The final straw, REASON NO. 9: Her job as an arts administrator. Gertrude’s one of those rich women who suddenly decides she needs a job, so she steals one off somebody who really does need a job. Once installed high up in the New York arts hierarchy, she proceeded to exert unwarranted power over the lives and work of people she never undertook to comprehend. A staunch proponent of the caprice, Gertrude saw to it that handsome librettists had it made, while other, less “fabulous”, writers, musicians, composers, artists, and film makers had their progress slowed or halted—especially if they were female
and no fun to flirt with. The woman sought power, and executed it, with philistine zeal.
So why did I ever suggest to my sister, a sculptor, that Gertrude might be able to help her? It was I who invited Bee up to Connecticut for one of our painful weekends. Bee had never been before and had never wanted to go, but came this once, to sleep an uncomfortable night in a pre-Revolution four-poster and endure the sight of Gertrude knee-deep in the ivy grove. Gertrude would always jump straight into a billowy dress as soon as we arrived and go get some grass stains on it to prove how in tune with nature she was. The whole place was maintained by a fleet of full-time gardeners but Gertrude always made a big show of wandering dreamily through the dawn to fetch me something “real” for breakfast, usually coming back with one malformed carrot she’d picked up somewhere. She wouldn’t have known where her fruit trees were if you asked her, and wouldn’t have been caught dead feeling for an egg under one of her prize hens. But she could talk burdock, dandelion, and lovage soup at you all day if you let her.

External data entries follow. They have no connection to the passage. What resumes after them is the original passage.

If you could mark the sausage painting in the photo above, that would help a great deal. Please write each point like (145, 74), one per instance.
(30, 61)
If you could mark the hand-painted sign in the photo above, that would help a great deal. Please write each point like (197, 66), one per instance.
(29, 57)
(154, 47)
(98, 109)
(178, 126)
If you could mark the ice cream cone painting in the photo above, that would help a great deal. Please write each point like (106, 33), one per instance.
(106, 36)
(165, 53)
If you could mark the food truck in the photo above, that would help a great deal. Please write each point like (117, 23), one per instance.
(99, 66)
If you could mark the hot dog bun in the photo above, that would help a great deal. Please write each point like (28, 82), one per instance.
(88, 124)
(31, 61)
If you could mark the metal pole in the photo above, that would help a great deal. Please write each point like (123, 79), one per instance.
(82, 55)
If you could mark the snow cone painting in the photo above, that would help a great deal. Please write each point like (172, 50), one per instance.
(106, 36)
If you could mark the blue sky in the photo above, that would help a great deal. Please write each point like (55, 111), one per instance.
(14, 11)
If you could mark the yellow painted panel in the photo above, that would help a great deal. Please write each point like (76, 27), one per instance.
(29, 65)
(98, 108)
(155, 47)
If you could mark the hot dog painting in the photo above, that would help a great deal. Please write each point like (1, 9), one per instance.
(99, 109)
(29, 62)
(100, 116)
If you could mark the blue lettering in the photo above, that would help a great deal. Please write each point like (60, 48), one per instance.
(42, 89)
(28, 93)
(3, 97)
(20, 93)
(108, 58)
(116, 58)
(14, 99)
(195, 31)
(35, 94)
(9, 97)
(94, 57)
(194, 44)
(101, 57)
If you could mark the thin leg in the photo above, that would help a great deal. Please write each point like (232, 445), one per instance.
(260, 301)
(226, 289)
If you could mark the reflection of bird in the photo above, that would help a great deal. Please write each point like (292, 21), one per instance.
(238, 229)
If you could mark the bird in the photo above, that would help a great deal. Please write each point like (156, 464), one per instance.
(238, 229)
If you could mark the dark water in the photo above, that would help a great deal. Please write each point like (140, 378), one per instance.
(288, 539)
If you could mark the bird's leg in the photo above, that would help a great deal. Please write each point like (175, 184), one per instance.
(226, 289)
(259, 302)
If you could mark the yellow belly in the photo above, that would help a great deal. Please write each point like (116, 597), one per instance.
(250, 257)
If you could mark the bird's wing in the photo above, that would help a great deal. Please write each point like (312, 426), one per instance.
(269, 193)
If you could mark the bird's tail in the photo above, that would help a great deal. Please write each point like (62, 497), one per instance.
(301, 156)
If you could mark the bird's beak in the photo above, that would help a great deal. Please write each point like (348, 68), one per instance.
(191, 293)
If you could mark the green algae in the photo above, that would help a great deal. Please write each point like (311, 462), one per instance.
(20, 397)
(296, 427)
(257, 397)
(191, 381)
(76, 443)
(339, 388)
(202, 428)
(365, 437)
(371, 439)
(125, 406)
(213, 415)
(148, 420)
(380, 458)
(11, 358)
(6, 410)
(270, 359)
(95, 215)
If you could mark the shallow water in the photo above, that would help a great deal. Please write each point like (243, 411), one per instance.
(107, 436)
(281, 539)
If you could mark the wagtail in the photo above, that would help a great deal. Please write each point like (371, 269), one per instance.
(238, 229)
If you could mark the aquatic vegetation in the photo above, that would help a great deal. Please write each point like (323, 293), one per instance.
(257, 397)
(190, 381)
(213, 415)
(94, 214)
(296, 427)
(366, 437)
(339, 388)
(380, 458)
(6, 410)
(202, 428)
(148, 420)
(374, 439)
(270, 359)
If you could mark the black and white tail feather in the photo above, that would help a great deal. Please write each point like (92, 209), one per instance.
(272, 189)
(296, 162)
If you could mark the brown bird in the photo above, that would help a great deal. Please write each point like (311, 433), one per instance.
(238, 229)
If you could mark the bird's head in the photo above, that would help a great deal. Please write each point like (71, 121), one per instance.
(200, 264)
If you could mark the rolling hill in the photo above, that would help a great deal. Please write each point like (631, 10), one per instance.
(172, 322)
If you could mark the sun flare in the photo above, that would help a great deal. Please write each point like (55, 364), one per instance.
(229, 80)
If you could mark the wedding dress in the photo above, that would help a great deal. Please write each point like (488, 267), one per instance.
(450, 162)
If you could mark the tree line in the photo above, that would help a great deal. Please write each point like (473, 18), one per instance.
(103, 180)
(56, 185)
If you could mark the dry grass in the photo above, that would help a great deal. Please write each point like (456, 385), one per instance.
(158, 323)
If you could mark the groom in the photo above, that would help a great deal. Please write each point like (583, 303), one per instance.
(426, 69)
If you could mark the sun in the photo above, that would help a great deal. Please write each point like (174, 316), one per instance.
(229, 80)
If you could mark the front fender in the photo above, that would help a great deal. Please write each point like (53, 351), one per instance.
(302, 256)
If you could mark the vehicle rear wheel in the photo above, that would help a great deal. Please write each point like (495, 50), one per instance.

By the time Bee asked that evening about the possibility of any grants or public projects she could apply for, Gertrude had spent an ecstatic afternoon among the ferns and the fairies, and answered in full Marie Antoinette dairymaid mode: “But why do you need a grant, Bridget? Why not just live more simply? You could grow vegetables… Who needs fancy stores when you can grow your own asparagus? That grows really well, once you get it started, which only takes about five years. And flowers from the garden are just as good as florists flowers.”
“I don’t think buying flowers’ is Bee’s major concern, Gertrude.”
“We have everything we need here, don’t we, Harrison?” she went on.
“Huh?”
“Olallieberries, juniper berries, jicama, fiddlehead ferns…” (I think she might even have mentioned those chickens, the hypocrite.)
“Bee doesn’t own any land, Gertrude.”
“But even in an apartment, you could have a window box!” she told Bee delightedly.
Pushed near the limit of endurance, Bee replied, “How self-sufficient am I supposed to get with a window box?”